Des inégalités structurelles persistantes et documentées
La crise de 2024 s’inscrit dans un contexte socio-économique profondément inégalitaire. Les données disponibles sont sans équivoque :
- 32,5 % des Kanaks vivent sous le seuil de pauvreté, contre 9 % pour le reste de la population.
- Seuls 4,4 % des actifs occupés kanak sont des cadres, contre 15,7 % pour les actifs non-kanak.
- Le niveau de vie médian des ménages non-kanak est deux fois plus important que celui des ménages kanaks.
- Seuls 8 % des kanak ont accès à l’enseignement supérieur, contre 54 % des Européens.
Ces inégalités se reflètent également dans le champ pénitentiaire : les kanak représentent entre 90 à 95 % de la population carcérale, alors qu’ils ne constituent que 39 à 43 % de la population totale.
Pour la CNCDH, ces écarts traduisent un défaut persistant d’égalité réelle et la survivante de logiques discriminatoires structurelles.
Une réponse sécuritaire contestée et une justice mise à l’épreuve
La CNCDH fait état de nombreux témoignages évoquant des usages excessifs de la force, des mauvais traitements et des violences, y compris à l’encontre des mineurs.
Le Comité des droits de l’homme et le Comité contre la torture des Nations Unies ont exprimé leurs préoccupations à ce sujet.
Par ailleurs, la Commission relève que les mesures judiciaires prises à la suite des évènements ont concerné quasi exclusivement la population kanak, soulevant des interrogations sur les biais possiblement à l’œuvre dans le travail judiciaire.
La CNCDH appelle à la mise en place d’enquêtes indépendantes relatives aux allégations impliquant les forces de l’ordre lors des évènements de 2024, seules à même d’établir les faits et de restaurer la confiance dans les institutions.
Une situation carcérale préoccupante
Les conditions de détention en Nouvelle-Calédonie apparaissent particulièrement dégradées : surpopulation carcérale, vétusté des établissements, insuffisance des effectifs et atteinte à la dignité des personnes détenues.
La CNCDH s’inquiète en outre du transfert, sans consentement préalable, de plusieurs dizaines de détenus kanak vers la France hexagonale, une pratique dénoncée par le Comité des droits de l’homme comme contraire aux droits fondamentaux.

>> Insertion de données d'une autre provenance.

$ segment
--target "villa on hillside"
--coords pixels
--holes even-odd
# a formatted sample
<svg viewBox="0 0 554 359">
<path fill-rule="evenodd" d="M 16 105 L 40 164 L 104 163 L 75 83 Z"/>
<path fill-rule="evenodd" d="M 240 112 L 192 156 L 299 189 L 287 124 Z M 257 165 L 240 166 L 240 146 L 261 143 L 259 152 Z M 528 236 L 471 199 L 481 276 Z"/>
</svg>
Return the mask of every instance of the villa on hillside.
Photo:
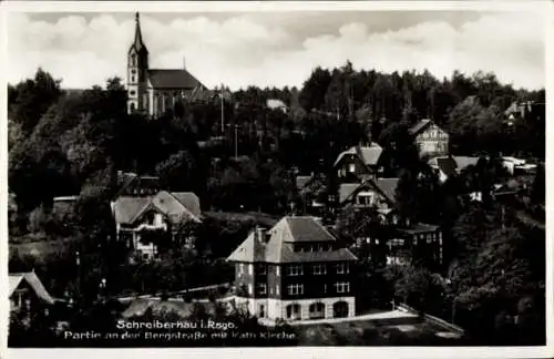
<svg viewBox="0 0 554 359">
<path fill-rule="evenodd" d="M 380 172 L 379 160 L 382 147 L 372 142 L 360 144 L 341 152 L 335 161 L 334 168 L 339 182 L 359 183 L 363 178 L 375 178 Z"/>
<path fill-rule="evenodd" d="M 202 223 L 198 197 L 192 192 L 160 191 L 147 196 L 120 196 L 111 203 L 116 238 L 145 259 L 154 258 L 164 238 L 171 243 L 186 223 Z M 179 238 L 194 245 L 194 236 Z M 167 243 L 165 243 L 167 245 Z"/>
<path fill-rule="evenodd" d="M 357 257 L 314 217 L 256 228 L 227 258 L 236 302 L 259 318 L 302 320 L 356 314 Z"/>
<path fill-rule="evenodd" d="M 342 211 L 376 209 L 383 223 L 396 224 L 396 191 L 398 178 L 376 178 L 362 183 L 343 183 L 339 188 Z"/>
<path fill-rule="evenodd" d="M 431 120 L 421 120 L 409 131 L 419 146 L 420 156 L 448 155 L 449 134 Z"/>
</svg>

La Commission demande des mesures immédiates pour garantir le respect des droits des personnes détenues et le retour des personnes transférées.
Mettre un terme aux mesures de rétorsion collectives
Enfin, la CNCDH dénonce diverses dispositions prises à la suite de la crise de 2024 qui s’apparentent à des mesures de rétorsion collective, notamment des mesures relatives à l’aide médicale, aux bourses scolaires et aux logements locatifs publics.
Celles-ci, qui frappent des populations déjà fragilisées, sont jugées contraires aux droits sociaux fondamentaux et doivent cesser sans délai.
Face à ces différents constats, la CNCDH formule cinq recommandations à l’attention des pouvoirs publics pour une sortie durable de la crise. Seule une approche fondée sur le respect des droits humains permettra de restaurer durablement la confiance et la paix en Nouvelle-Calédonie.